Document Type : Original Article
Obstetrics and gynecology faculty of medicine Ain shams university Egypt
Objective: The goal of this controlled clinical experiment was to use pulmonary artery Doppler to predict foetal lung maturity in diabetic pregnant women having elective uncomplicated caesarean sections.
Materials and Methods: From September 2017 to March 2018, the study was carried out at the Ain Shams University Maternity Hospital's Faculty of Medicine. This research, which included 80 patients who were ready to undergo foetal pulmonary artery Doppler ultrasonography, was divided into two groups as follows: 40 pregnant women with managed diabetes mellitus made up the case group. A total of 40 pregnant women without diabetes mellitus complications made up the (control group). The proximal part of the main pulmonary artery is where the measurements of the foetal pulmonary artery flow waveform (FPAF) were made. The FPAF waveform (average values of 3 waves) was used to quantify the systolic/diastolic ratio, pulsatility index (PI), resistance index (RI), and acceleration time/ejection time ratio (At/Et). With the same U/S equipment, a senior single sonographer completed all measurements. Senior neonatologists performed infant resuscitation and evaluation after birth.

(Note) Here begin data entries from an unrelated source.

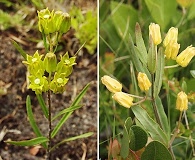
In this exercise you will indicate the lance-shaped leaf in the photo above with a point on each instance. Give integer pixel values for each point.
(85, 135)
(150, 125)
(140, 44)
(159, 72)
(32, 120)
(68, 114)
(31, 142)
(125, 144)
(152, 57)
(156, 150)
(162, 116)
(43, 105)
(75, 105)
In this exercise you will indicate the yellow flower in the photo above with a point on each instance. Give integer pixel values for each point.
(111, 84)
(172, 50)
(185, 3)
(185, 56)
(182, 101)
(154, 32)
(143, 82)
(123, 99)
(171, 36)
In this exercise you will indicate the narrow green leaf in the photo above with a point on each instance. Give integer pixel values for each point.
(128, 123)
(32, 120)
(70, 109)
(159, 72)
(150, 125)
(162, 11)
(125, 144)
(152, 57)
(80, 96)
(140, 44)
(138, 138)
(60, 123)
(156, 151)
(162, 116)
(134, 56)
(31, 142)
(75, 103)
(85, 135)
(19, 48)
(43, 105)
(192, 73)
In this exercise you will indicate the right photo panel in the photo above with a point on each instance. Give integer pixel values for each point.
(147, 80)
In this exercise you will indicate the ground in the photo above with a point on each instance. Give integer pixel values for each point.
(14, 124)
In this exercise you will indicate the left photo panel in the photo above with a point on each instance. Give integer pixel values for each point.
(48, 80)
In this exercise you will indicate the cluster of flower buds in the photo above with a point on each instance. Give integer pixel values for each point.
(171, 45)
(50, 22)
(123, 98)
(38, 67)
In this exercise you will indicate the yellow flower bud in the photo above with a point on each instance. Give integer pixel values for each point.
(172, 50)
(185, 3)
(185, 56)
(171, 36)
(111, 84)
(182, 101)
(123, 99)
(143, 82)
(154, 32)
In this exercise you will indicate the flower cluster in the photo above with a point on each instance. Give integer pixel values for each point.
(50, 22)
(171, 45)
(38, 67)
(123, 98)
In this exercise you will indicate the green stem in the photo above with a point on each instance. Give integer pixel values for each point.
(154, 103)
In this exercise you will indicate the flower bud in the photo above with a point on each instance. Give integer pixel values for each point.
(171, 36)
(38, 83)
(46, 23)
(154, 31)
(65, 65)
(111, 84)
(185, 56)
(123, 99)
(143, 82)
(57, 85)
(172, 50)
(34, 64)
(62, 21)
(50, 62)
(182, 101)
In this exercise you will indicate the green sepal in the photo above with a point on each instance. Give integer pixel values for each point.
(138, 138)
(152, 57)
(31, 142)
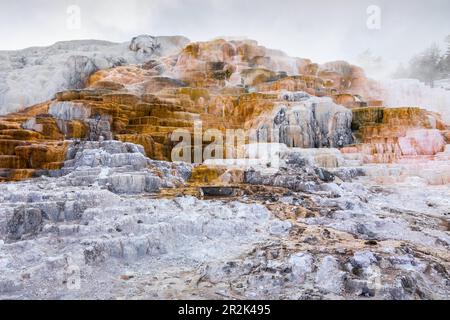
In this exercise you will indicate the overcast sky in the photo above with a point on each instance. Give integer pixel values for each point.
(322, 30)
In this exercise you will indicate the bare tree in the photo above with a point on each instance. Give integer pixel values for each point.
(427, 66)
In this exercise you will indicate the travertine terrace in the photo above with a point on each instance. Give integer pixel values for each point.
(357, 206)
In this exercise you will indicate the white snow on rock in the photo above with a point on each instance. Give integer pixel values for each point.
(34, 75)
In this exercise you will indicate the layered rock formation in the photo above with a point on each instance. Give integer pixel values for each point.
(322, 192)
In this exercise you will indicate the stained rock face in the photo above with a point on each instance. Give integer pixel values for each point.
(307, 122)
(339, 197)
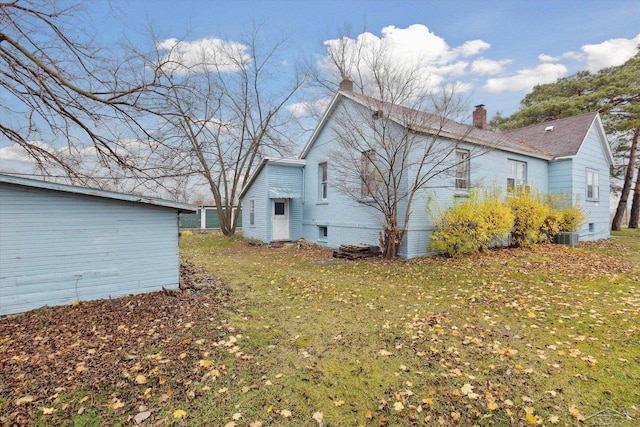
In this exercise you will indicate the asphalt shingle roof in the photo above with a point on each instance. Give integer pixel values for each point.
(564, 137)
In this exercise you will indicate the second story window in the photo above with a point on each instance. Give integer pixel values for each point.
(516, 175)
(322, 179)
(592, 185)
(462, 169)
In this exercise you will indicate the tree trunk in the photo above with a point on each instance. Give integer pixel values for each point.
(616, 224)
(635, 205)
(391, 239)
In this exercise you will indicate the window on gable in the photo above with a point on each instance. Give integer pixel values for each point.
(322, 179)
(516, 175)
(368, 173)
(323, 233)
(592, 185)
(462, 169)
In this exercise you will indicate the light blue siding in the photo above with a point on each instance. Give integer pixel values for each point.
(290, 179)
(591, 156)
(258, 193)
(487, 167)
(346, 220)
(59, 247)
(273, 180)
(561, 177)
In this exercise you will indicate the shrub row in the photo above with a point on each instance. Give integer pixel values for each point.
(485, 220)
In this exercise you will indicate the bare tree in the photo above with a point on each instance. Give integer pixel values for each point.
(388, 148)
(59, 90)
(220, 109)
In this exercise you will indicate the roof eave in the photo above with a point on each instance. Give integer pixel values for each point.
(86, 191)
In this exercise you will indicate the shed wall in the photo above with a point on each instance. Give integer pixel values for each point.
(59, 247)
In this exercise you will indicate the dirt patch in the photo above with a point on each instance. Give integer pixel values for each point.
(102, 347)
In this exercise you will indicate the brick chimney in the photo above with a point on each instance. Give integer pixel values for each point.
(480, 117)
(346, 84)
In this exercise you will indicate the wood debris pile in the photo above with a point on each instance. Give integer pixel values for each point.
(357, 251)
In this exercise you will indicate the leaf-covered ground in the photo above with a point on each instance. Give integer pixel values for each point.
(548, 335)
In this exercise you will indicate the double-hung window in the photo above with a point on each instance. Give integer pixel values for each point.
(462, 170)
(592, 185)
(322, 180)
(516, 175)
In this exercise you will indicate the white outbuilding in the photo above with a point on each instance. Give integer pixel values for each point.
(61, 243)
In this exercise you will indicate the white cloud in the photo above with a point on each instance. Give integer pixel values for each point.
(208, 54)
(15, 152)
(610, 53)
(547, 58)
(488, 66)
(300, 109)
(414, 47)
(526, 79)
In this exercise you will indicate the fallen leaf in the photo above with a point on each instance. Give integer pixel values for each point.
(531, 419)
(141, 416)
(575, 413)
(179, 413)
(285, 413)
(23, 400)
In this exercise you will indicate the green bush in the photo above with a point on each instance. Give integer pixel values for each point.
(471, 225)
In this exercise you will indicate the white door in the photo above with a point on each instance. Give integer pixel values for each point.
(280, 219)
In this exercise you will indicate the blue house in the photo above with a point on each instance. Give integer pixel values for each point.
(313, 197)
(61, 243)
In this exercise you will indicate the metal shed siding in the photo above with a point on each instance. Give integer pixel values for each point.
(58, 247)
(258, 193)
(591, 156)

Results: Regarding the PA At/Et ratio, there were statistically significant differences between infants born to mothers with managed diabetes and children delivered without RDS; however, there were no statistically significant changes with regard to the other PA Doppler parameters. The Receiver-operating characteristic (ROC) curve for predicting RDS in patients with controlled DM using PA At/Et ratio had excellent predictive value (AUC=0.740, p-value 0.012), and the mean PA At/Et ratio was significantly higher in infants born with RDS than infants born without RDS in women with controlled DM (0.34 vs 0.21, respectively). A cutoff criterion of PA At/Et ratio >0.25 exhibited an 88.9% specificity and a 75% sensitivity.
Conclusion: PA Further research should focus on individuals with difficult and uncontrolled diabetes mellitus and a bigger sample size in order to predict the foetal lung maturity in managed DM patients using the At/Et ratio.